Why are dissenters' rights important?
Dissenters' rights are important because they protect shareholders from being forced into a decision that may not align with their best interests, particularly in situations involving mergers or acquisitions. These rights ensure that shareholders have an option to receive fair compensation for their shares, which is especially valuable when there is a significant change in ownership or control. Dissenters' rights promote fairness and provide a legal mechanism to resolve disputes over the valuation of shares or the terms of corporate actions.
Understanding dissenters' rights through an example
Let’s say a company announces a merger with a larger corporation, and as part of the deal, shareholders will receive stock in the acquiring company. One shareholder disagrees with the terms of the merger and believes the deal undervalues their shares. The shareholder invokes their dissenters' rights, requesting that the company buy back their shares at a fair appraised value, rather than accepting the merger’s offer. Through the appraisal process, the shareholder may be able to receive a higher price for their shares than the one offered in the merger.
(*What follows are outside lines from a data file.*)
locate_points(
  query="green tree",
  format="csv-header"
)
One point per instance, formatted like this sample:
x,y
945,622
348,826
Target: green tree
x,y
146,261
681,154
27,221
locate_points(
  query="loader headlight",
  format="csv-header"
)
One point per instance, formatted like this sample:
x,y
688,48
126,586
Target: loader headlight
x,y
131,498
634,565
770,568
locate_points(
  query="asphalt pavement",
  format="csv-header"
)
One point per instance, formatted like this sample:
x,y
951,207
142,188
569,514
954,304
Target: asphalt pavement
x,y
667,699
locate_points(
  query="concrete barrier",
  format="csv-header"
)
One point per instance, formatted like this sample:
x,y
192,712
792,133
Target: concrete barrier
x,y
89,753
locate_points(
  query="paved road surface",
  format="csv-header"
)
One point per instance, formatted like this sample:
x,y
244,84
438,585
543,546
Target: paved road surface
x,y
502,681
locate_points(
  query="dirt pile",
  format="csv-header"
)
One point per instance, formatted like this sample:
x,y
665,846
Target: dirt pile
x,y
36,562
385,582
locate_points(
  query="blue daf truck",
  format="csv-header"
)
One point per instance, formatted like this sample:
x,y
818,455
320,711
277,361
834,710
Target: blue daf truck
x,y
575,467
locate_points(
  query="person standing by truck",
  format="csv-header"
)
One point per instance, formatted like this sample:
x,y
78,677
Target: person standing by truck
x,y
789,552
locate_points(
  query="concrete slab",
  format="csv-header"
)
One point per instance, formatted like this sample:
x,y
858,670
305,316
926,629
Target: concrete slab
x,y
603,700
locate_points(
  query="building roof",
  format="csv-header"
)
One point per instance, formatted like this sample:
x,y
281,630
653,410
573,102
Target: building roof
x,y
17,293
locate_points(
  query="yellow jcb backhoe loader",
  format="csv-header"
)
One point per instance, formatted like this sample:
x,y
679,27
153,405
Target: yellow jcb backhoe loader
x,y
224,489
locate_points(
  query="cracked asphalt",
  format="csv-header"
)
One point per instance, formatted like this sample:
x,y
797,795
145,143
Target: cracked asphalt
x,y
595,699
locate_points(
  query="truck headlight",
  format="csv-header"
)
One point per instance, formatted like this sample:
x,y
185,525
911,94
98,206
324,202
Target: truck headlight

In another example, a company decides to sell a large portion of its assets, and the shareholders are asked to vote on the decision. If a shareholder disagrees with the sale, they can exercise their dissenters' rights to demand that their shares be bought back at a fair value, instead of being forced to accept the terms of the sale.
An example of a dissenters' rights clause
Here’s how a dissenters' rights clause might appear in a corporate agreement or merger document:
“In the event that the proposed merger is approved by the Board and the Shareholders, any Shareholder who objects to the merger shall have the right to exercise dissenters' rights as provided by applicable law. The dissenting Shareholder may demand that the Company purchase their shares at an appraised value, as determined by an independent appraiser, in accordance with the procedures outlined in this Agreement.”
Conclusion
Dissenters' rights are an important tool for protecting the interests of minority shareholders who disagree with corporate decisions, such as mergers or acquisitions. By allowing dissenting shareholders to demand fair compensation for their shares, these rights ensure that shareholders are not forced into accepting decisions that could negatively affect their investments. Understanding dissenters' rights helps shareholders make informed decisions and provides a legal pathway for resolving disputes over corporate actions.
This article contains general legal information and does not contain legal advice. Cobrief is not a law firm or a substitute for an attorney or law firm. The law is complex and changes often. For legal advice, please ask a lawyer.